2. Eliciting Harmful Testimony
Once again the court assumes that Attorney Skiber performed deficiently by eliciting testimony that he had previously successfully excluded from the trial. The petitioner cannot succeed, however, because he has not proven that he was prejudiced by the error. The jury was well aware that Segura claimed he had seen the petitioner’s picture prior to the incident and had that picture ready to show the police upon their arrival.
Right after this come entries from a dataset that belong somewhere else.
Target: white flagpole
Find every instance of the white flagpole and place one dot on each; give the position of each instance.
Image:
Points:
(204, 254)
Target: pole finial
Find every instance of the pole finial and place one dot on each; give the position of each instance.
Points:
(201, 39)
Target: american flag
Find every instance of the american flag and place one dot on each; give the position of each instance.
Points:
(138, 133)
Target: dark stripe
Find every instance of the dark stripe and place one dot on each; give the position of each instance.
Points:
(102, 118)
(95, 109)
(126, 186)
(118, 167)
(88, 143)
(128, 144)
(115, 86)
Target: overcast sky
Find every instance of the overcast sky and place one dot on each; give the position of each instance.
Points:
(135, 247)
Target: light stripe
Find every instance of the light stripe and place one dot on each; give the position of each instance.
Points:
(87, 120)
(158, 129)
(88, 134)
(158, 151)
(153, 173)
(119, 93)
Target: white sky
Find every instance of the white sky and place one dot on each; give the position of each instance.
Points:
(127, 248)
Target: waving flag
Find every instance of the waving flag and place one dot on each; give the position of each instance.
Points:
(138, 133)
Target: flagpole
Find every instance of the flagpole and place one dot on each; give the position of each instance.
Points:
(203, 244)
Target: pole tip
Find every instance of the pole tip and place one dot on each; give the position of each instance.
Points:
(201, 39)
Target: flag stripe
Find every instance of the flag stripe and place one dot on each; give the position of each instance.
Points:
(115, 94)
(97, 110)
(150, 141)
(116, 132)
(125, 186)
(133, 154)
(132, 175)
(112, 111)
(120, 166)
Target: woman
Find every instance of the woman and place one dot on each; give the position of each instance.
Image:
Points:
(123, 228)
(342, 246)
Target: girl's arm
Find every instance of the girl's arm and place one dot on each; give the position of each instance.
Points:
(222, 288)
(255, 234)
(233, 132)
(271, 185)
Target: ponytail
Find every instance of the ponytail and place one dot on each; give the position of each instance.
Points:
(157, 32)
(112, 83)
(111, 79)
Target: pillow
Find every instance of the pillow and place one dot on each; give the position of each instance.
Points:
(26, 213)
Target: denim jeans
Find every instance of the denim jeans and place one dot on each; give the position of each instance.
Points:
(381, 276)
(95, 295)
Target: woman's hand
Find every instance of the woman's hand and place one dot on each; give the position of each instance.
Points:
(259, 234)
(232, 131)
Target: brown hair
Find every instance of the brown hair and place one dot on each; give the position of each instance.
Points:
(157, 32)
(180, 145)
The picture itself was entered into evidence at trial, albeit with redactions to remove references to a news story about another incident in Darien. The exhibit, however, has the word ‘Darien’ clearly visible just below the picture of the petitioner. Sergeant Dispagna’s isolated reference to another burglary in Darien, while undoubtedly prejudicial to the petitioner, does not undermine this court’s confidence in the outcome of the trial. The Darien incident was never referenced again by either party and does not appear to have been mentioned in closing arguments either. Given the state’s case against the petitioner, the court cannot conclude that he has proven prejudice.
3. Cross Examination of the Expert
Finally, the petitioner alleges that Attorney Skiber was ineffective for failing to object to the state’s cross examination of Dr. Sommers. Our law is clear that "[t]he decision of a trial lawyer not to make an objection is a matter of trial tactics, not evidence of incompetency." (Internal quotation marks omitted.) Levine v. Manson, 195 Conn. 636, 648, 490 A.2d 82 (1985). "[T]here is a strong presumption that the trial strategy employed by a criminal defendant’s counsel is reasonable and is a result of the exercise of professional judgment ..." (Citation omitted; internal quotation marks omitted.) Toccaline v. Commissioner of Correction, 80 Conn.App. 792, 801, 837 A.2d 849, cert. denied, 268 Conn. 907, 845 A.2d 413, cert. denied sub nom. Toccaline v. Lantz, 543 U.S. 854, 125 S.Ct. 301, 160 L.Ed.2d 90 (2004). An "[e]xperienced [litigator may] utilize the trial technique of not objecting to inadmissible evidence to avoid highlighting it in the minds of the jury." (Citation omitted; internal quotation marks omitted.) State v. Davis, 76 Conn.App. 653, 665, 820 A.2d 1122 (2003). The court finds that Attorney Skiber did not perform deficiently and, even if he did, there is no prejudice. Attorney Skiber was of the opinion that the state’s cross examination of the expert witness was not being well received by the jury and seemed to be without any tether to the facts of the case at hand. Attorney Skiber further believed that his expert competently and thoroughly handled the state’s questions and that there was no negative impact from the state’s "bizarre" cross examination tactic of "throwing haymakers." He was concerned that by objecting to the state’s questions, he would lend them credibility in the eyes of the jury. The court finds Attorney Skiber made sound tactical decisions in this regard and, therefore, there is no deficient performance.
Assuming, arguendo, there is deficient performance, the petitioner cannot prevail because he has not shown how objecting to the state’s questions would have created a reasonable likelihood of a different outcome. He merely asserts that this would be the case. That is not sufficient to obtain relief. There is no prejudice.
CONCLUSION
The petitioner has not met his burden of proof in regards to all of the claims raised in the amended petition. Judgment shall enter denying the petition for a writ of habeas corpus.